First presented as Das schweizer Milchmädche at the Theater am Kärntnertor, Vienna, Austrian Empire on Monday, October 8, 1821.

== Revivals ==
- Revival by Filippo Taglioni for the Ballet du Théâtre de l'Académie Royale de Musique under the title Nathalie, ou la Laitière suisse, with Michele Carafa revising Gyrowetz's score. First presented in Paris, France, on November 7, 1832. Principal dancers: Marie Taglioni.
- Revival by Jules Perrot, Marius Petipa and Jean Petipa in 2 acts-2 scenes for the Imperial Ballet under the title Lydia, ou la Laitière Suisse with Cesare Pugni revising Carafa's 1832 version of Gyrowetz's score. First presented at the Imperial Bolshoi Kamenny Theatre in St. Petersburg, Russia on . Principal Dancers: Fanny Elssler

== Notes ==
- The Balletmaster Antoine Titus created a ballet with the same title for the Théâtre de la Porte Saint-Martin, in Paris in 1823. In 1832 Titus restaged his 1823 production of for the Court Opera Ballet in Berlin, Prussia with Fanny Elssler in the lead role, and in 1833 staged the work for the Imperial Ballet in St. Petersburg where it was not well received.
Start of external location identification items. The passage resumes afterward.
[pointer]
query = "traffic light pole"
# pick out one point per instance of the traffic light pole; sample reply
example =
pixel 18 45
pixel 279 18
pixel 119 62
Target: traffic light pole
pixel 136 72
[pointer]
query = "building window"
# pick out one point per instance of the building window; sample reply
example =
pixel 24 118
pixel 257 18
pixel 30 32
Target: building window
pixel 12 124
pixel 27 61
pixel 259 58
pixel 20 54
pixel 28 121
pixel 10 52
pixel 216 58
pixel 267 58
- Marius Petipa claimed sole authorship of the 1849 revival in St. Petersburg in his memoirs, in which he refers to the work as "a new ballet of my own.". This was disputed throughout the 19th century—a published review by A. Wolf of the Imperial Ballet's 1849–1850 season credits the work as "Jules Perrot's new production", while in the ballet historian Alexander Pleshcheyev's study of the ballet of Tsarist St. Petersburg, titled Our Ballet, the work is attributed to Petipa's father Jean Petipa, with only Perrot having contributed one of the ballet's dances. In the biography Jules Perrot: Master of the Romantic Ballet by the ballet historian Ivor Guest, the ballet's choreography is credited to Jean Petipa, except for the Scène dansante and a Pas de trois which are credited to Perrot.